Atlantia launched its cash and shares bid in May, and people familiar with the matter told Reuters last week it was prepared to raise it if ACS - as expected - triggered a takeover battle.

"Hochtief's offer is very competitive, but we would expect Atlantia to fight for Abertis as this is a once in a lifetime opportunity," a Milan-based trader said.

Abertis shares closed up 7 percent at 18.84 euros. ACS's were up 5.2 percent at 33.06 euros, Hochtief's up 1 percent at 151 euros and Atlantia's down 1.2 percent at 26.91 euros.

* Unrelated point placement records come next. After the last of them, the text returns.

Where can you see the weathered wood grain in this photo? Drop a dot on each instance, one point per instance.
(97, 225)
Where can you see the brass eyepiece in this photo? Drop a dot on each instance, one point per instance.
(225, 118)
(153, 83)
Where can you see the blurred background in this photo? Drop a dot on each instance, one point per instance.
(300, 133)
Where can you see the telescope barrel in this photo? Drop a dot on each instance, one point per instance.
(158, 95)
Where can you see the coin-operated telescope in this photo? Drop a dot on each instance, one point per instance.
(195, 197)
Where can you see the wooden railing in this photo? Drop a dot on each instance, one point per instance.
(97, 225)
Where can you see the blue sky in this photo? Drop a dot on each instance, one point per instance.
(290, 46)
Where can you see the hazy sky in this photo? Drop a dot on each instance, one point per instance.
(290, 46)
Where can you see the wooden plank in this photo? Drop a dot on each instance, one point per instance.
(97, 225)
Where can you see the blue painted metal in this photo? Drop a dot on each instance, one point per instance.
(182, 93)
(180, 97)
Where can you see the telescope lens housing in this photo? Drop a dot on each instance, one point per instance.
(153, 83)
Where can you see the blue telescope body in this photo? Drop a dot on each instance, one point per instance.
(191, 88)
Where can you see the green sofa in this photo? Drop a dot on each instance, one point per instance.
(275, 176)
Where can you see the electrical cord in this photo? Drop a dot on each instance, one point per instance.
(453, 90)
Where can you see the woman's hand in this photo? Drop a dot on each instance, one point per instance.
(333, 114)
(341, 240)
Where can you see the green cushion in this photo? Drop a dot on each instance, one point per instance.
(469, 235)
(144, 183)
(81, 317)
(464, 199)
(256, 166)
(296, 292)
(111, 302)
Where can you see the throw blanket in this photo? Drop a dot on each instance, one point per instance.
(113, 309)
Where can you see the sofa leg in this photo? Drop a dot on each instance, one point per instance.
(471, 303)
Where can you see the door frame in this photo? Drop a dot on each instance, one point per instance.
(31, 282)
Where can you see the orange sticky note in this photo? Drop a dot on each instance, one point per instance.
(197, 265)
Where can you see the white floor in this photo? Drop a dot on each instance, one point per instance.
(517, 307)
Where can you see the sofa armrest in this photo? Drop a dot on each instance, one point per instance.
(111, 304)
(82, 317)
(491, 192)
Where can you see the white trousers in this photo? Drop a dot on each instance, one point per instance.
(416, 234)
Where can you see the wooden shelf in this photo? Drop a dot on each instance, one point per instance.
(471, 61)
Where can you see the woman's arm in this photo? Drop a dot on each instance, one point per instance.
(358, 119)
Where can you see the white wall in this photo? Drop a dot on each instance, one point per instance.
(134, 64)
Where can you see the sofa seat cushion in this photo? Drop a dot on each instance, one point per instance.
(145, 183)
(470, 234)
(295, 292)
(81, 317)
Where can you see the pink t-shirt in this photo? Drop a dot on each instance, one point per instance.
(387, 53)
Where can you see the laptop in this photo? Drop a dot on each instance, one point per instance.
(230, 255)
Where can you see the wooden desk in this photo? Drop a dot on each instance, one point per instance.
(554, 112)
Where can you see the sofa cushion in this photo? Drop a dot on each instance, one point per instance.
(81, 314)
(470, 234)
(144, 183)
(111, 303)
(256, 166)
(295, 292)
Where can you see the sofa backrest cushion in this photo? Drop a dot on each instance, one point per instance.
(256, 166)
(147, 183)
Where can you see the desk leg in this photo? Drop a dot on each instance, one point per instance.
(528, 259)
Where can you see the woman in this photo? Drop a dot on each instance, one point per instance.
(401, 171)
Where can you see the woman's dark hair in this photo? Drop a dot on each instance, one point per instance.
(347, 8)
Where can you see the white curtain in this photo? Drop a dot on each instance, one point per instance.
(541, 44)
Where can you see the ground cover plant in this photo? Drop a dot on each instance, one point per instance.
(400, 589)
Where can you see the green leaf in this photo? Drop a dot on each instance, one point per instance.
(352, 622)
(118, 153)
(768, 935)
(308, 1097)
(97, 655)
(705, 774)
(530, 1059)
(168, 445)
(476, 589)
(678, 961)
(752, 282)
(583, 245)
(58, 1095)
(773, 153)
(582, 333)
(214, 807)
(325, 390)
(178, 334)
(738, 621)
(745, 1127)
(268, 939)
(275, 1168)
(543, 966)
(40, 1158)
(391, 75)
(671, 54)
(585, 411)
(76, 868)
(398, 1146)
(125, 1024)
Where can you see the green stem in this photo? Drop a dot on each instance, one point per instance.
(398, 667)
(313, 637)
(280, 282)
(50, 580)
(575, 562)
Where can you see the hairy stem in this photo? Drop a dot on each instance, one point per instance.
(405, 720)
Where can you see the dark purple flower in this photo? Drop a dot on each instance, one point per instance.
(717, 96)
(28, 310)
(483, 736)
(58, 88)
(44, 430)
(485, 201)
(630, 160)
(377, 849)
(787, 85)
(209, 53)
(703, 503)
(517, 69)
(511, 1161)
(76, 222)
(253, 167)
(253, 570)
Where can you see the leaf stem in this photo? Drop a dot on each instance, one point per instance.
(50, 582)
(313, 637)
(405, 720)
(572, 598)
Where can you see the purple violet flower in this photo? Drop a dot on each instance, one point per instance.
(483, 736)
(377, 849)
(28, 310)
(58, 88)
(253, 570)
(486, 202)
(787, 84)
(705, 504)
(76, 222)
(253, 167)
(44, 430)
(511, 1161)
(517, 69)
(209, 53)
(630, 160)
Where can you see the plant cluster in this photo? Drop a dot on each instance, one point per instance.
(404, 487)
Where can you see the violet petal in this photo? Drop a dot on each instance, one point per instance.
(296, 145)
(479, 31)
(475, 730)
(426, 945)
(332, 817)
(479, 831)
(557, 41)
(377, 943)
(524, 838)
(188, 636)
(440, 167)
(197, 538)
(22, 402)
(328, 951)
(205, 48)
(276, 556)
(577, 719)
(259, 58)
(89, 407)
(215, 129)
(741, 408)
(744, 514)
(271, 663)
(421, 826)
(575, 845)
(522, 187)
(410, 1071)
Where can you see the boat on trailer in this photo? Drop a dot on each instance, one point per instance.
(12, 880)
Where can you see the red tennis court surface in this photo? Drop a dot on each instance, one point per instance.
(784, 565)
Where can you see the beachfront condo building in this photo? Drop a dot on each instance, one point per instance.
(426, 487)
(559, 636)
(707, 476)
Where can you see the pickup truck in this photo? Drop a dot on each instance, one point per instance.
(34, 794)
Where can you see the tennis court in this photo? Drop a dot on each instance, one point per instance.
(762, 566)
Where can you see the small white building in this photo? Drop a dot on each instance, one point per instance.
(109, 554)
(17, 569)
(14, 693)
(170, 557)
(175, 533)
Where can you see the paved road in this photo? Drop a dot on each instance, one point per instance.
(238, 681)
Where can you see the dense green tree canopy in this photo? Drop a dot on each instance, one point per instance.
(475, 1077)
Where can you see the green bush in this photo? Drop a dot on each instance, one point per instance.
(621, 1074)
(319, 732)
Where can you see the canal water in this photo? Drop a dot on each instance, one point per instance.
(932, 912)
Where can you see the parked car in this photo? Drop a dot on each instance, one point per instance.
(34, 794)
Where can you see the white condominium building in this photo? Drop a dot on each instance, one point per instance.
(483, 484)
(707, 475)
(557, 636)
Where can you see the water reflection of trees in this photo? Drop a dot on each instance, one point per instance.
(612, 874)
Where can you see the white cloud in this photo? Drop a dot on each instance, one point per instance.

Hochtief has secured financing of 15 billion euros at a 2 percent interest rate and is planning to pay out up to 90 percent of its profit to shareholders after a successful Abertis bid, it said.

Verdes said he was not planning job cuts and did not expect to face regulatory hurdles.

Atlantia's bid has already been approved by regulators and, according to two Italian sources, has the non-binding backing of investors representing more than 50 percent of Abertis's capital.

But one of the sources said Abertis' top investor, Criteria Caixa - the financial arm of a politically connected and powerful banking foundation - had not committed to taking up Atlantia's offer. Criteria has a 22.3 percent stake in Abertis.

Hochtief's bid puts Atlantia's offer, which began on Oct. 10 and was due to run through Oct. 24, on hold. Spanish market watchdog CNMV now has to examine Hochtief's offer and decide whether it can go ahead.